Since 1972 when the United States signed its first arms agreement with the former Soviet Union, there was always a caution that if our adversary in Moscow failed to live up to the terms of the agreement, the United States had to preserve the capability to expand our nuclear deterrent.
SALT & START
With the SALT I 1972 treaty allowing a five-fold increase in Soviet and US nuclear warheads—even with limits placed on overall strategic nuclear delivery vehicles knowns as SNDVs—breakout was less of an issue than today. And despite the huge increase in allowed Soviet multi-warhead land-based missiles, we called the SALT deal “arms control” to be consistent with the new era we described as détente and peaceful coexistence.
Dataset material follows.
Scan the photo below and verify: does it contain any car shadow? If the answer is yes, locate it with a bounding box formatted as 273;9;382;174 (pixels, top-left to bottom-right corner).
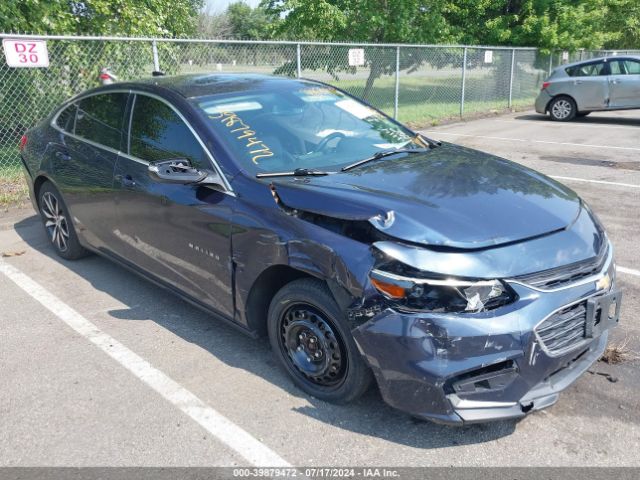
513;112;640;127
14;217;517;449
The 1979 SALT II treaty continued this build-up, but modestly limited SNDVs to 2250 but still allowed the growth in strategic or long-range nuclear systems to near 12,000 warheads. At the same time the companion arsenals of theater or short range and lower yield or battlefield nuclear weapons were not placed under any limits given serious difficulties in locating and accurately counting such arsenals.
Thus, at that height of the Cold War, US defense secretary Caspar Weinberger estimated all Soviet nuclear weapons at somewhere around 35,000—with the dissolution of the Soviet empire, the archives in Moscow and more open Russian officials told us the real number was closer to 45,000.
With the START I and II process markedly reducing strategic nuclear warheads in 1991 and 1993 agreements, the issue of “breakout” became more real. The Reagan administration as early as 1981 laid out in numerous NSDD’s or National Security Defense Directives the framework for the START reduction process and the companion rationale for the modernization of the US nuclear arsenal.
Critical to signing agreements with Moscow—whether the Soviet Union or the Russian Federation—was to hedge against a collapse of the treaties supporting reductions.